C’è chi lo paragona ad una “prima donna” dell’enologia. Bizzoso, ma carico di personalità e capace di stupire ad ogni assaggio. La sua uva potrebbe essere originaria dell’Asia Minore e la leggenda vuole che la coltivazione si deve a Diòmede, figlio di Tideo e re di Argo.
Si chiama Nero di Troia, proprio come la cittadina della Daunia che dà il nome al vitigno della Puglia settentrionale.
Un vitigno tannico che produce un rosso – ma può essere vinificato anche in rosato e in bianco – complesso da lavorare ma che regala emozioni forti al palato.
Oggi questo vino è soprattutto sinonimo di sviluppo territoriale. Intorno al Nero di Troia, le comunità locali stanno costruendo anche percorsi enogastronomici realizzati intorno ai prodotti della terra e alle coltivazioni bio, tra le quali spicca proprio questo rosso dal carattere non proprio facile e volubile.
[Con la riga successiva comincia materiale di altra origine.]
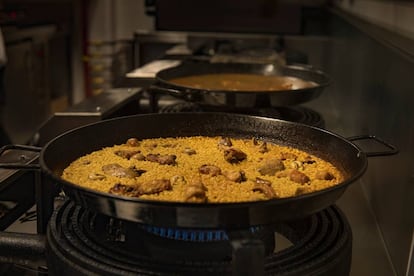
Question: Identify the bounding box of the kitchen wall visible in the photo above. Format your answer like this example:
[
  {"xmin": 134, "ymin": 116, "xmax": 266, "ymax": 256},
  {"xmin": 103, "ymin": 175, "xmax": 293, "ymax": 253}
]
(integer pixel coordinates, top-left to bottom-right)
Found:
[{"xmin": 334, "ymin": 0, "xmax": 414, "ymax": 38}]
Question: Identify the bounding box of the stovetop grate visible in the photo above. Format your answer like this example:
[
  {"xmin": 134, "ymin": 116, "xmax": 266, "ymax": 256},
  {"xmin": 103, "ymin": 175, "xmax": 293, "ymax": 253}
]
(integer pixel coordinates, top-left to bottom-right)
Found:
[{"xmin": 47, "ymin": 202, "xmax": 352, "ymax": 275}]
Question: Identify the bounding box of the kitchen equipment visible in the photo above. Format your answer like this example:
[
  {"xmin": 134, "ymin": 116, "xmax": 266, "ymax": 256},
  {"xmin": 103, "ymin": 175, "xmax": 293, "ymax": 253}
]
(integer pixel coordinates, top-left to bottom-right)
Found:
[
  {"xmin": 0, "ymin": 113, "xmax": 397, "ymax": 228},
  {"xmin": 148, "ymin": 62, "xmax": 330, "ymax": 107}
]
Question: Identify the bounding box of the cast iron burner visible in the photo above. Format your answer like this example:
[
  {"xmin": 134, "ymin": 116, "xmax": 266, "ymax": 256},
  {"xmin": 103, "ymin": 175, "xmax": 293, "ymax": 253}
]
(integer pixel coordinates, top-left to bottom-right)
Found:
[
  {"xmin": 46, "ymin": 201, "xmax": 352, "ymax": 275},
  {"xmin": 159, "ymin": 102, "xmax": 325, "ymax": 128}
]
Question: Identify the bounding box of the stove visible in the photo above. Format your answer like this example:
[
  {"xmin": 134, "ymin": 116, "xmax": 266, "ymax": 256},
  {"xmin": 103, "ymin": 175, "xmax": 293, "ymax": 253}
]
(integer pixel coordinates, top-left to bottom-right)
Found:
[
  {"xmin": 0, "ymin": 90, "xmax": 352, "ymax": 275},
  {"xmin": 46, "ymin": 201, "xmax": 352, "ymax": 275}
]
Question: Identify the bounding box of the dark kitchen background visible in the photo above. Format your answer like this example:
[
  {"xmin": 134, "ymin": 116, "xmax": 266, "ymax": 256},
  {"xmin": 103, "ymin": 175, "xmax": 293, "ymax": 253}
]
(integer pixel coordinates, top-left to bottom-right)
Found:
[{"xmin": 0, "ymin": 0, "xmax": 414, "ymax": 276}]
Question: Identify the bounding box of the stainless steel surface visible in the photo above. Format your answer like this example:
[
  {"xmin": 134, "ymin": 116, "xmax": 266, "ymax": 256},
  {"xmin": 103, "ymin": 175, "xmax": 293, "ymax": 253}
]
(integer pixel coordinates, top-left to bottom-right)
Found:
[
  {"xmin": 32, "ymin": 88, "xmax": 142, "ymax": 145},
  {"xmin": 292, "ymin": 8, "xmax": 414, "ymax": 276}
]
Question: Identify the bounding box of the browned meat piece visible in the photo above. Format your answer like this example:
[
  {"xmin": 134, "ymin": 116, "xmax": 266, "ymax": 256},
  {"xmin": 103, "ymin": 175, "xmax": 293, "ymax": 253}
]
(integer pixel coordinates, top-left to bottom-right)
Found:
[
  {"xmin": 224, "ymin": 148, "xmax": 247, "ymax": 164},
  {"xmin": 102, "ymin": 163, "xmax": 140, "ymax": 178},
  {"xmin": 82, "ymin": 160, "xmax": 92, "ymax": 165},
  {"xmin": 125, "ymin": 138, "xmax": 140, "ymax": 147},
  {"xmin": 161, "ymin": 144, "xmax": 177, "ymax": 148},
  {"xmin": 295, "ymin": 185, "xmax": 312, "ymax": 196},
  {"xmin": 109, "ymin": 179, "xmax": 172, "ymax": 197},
  {"xmin": 290, "ymin": 160, "xmax": 303, "ymax": 170},
  {"xmin": 257, "ymin": 158, "xmax": 285, "ymax": 175},
  {"xmin": 145, "ymin": 143, "xmax": 158, "ymax": 150},
  {"xmin": 289, "ymin": 170, "xmax": 310, "ymax": 184},
  {"xmin": 138, "ymin": 179, "xmax": 172, "ymax": 195},
  {"xmin": 303, "ymin": 155, "xmax": 316, "ymax": 164},
  {"xmin": 146, "ymin": 153, "xmax": 177, "ymax": 165},
  {"xmin": 253, "ymin": 178, "xmax": 278, "ymax": 198},
  {"xmin": 130, "ymin": 152, "xmax": 146, "ymax": 161},
  {"xmin": 185, "ymin": 180, "xmax": 207, "ymax": 203},
  {"xmin": 114, "ymin": 150, "xmax": 141, "ymax": 160},
  {"xmin": 315, "ymin": 171, "xmax": 335, "ymax": 180},
  {"xmin": 170, "ymin": 175, "xmax": 187, "ymax": 185},
  {"xmin": 198, "ymin": 165, "xmax": 221, "ymax": 176},
  {"xmin": 133, "ymin": 167, "xmax": 147, "ymax": 176},
  {"xmin": 217, "ymin": 137, "xmax": 233, "ymax": 149},
  {"xmin": 256, "ymin": 177, "xmax": 272, "ymax": 186},
  {"xmin": 259, "ymin": 142, "xmax": 269, "ymax": 153},
  {"xmin": 88, "ymin": 173, "xmax": 106, "ymax": 180},
  {"xmin": 223, "ymin": 171, "xmax": 247, "ymax": 183},
  {"xmin": 109, "ymin": 183, "xmax": 141, "ymax": 197},
  {"xmin": 280, "ymin": 152, "xmax": 298, "ymax": 160},
  {"xmin": 183, "ymin": 148, "xmax": 196, "ymax": 155}
]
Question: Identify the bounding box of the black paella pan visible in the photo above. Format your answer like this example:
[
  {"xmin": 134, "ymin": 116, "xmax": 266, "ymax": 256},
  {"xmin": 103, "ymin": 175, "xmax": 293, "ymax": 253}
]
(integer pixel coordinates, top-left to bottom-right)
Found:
[
  {"xmin": 0, "ymin": 113, "xmax": 396, "ymax": 228},
  {"xmin": 148, "ymin": 62, "xmax": 330, "ymax": 108}
]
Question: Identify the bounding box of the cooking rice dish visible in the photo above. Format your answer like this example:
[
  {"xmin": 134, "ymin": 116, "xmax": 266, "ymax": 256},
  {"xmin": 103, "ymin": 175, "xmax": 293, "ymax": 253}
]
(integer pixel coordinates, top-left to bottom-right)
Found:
[{"xmin": 62, "ymin": 136, "xmax": 345, "ymax": 203}]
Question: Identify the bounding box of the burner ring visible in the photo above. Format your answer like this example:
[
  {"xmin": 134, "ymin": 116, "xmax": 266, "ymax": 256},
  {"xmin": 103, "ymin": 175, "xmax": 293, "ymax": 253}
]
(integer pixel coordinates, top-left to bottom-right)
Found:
[{"xmin": 47, "ymin": 201, "xmax": 352, "ymax": 275}]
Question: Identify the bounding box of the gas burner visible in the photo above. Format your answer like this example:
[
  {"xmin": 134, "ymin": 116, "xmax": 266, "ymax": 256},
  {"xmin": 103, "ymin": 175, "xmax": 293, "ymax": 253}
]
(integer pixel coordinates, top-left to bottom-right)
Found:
[
  {"xmin": 159, "ymin": 102, "xmax": 325, "ymax": 128},
  {"xmin": 46, "ymin": 201, "xmax": 352, "ymax": 275}
]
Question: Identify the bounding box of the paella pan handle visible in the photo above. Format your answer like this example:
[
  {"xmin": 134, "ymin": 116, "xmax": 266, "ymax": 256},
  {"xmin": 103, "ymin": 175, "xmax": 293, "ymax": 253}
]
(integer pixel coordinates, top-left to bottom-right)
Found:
[
  {"xmin": 347, "ymin": 135, "xmax": 398, "ymax": 157},
  {"xmin": 148, "ymin": 83, "xmax": 200, "ymax": 101},
  {"xmin": 0, "ymin": 145, "xmax": 42, "ymax": 170}
]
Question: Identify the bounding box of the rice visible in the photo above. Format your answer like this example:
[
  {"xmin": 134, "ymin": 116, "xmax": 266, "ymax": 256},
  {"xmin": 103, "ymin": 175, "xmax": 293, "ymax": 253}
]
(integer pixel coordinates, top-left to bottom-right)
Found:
[{"xmin": 62, "ymin": 136, "xmax": 344, "ymax": 203}]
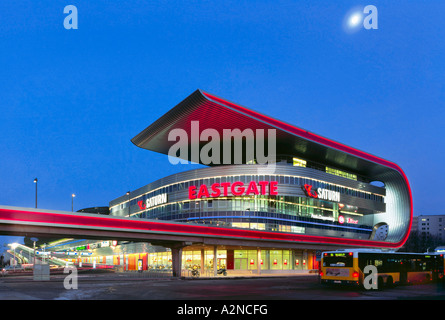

Con la riscoperta del turismo di prossimità, agevolato anche dalle restrizioni imposte dalle limitazioni da Covid-19, Troia, ma anche Orsara di Puglia, Ascoli Satriano e le più gettonate Bovino e Lucera, hanno aumentato i visitatori e anche i giorni di permanenza nei borghi, alla scoperta delle cantine e delle tecniche di vinificazione. Nei giorni scorsi, grazie all’intuizione dell’amministrazione comunale di Troia, è stato organizzato un press tour con giornalisti, instagrammer e influencer per far conoscere il nero e non solo. Anche l’olio, l’oro verde di Puglia e le bellezze dei paesaggi e i tesori d’arte e i monumenti, a partire dalla cattedrale di Troia con il rosone più grande del mondo.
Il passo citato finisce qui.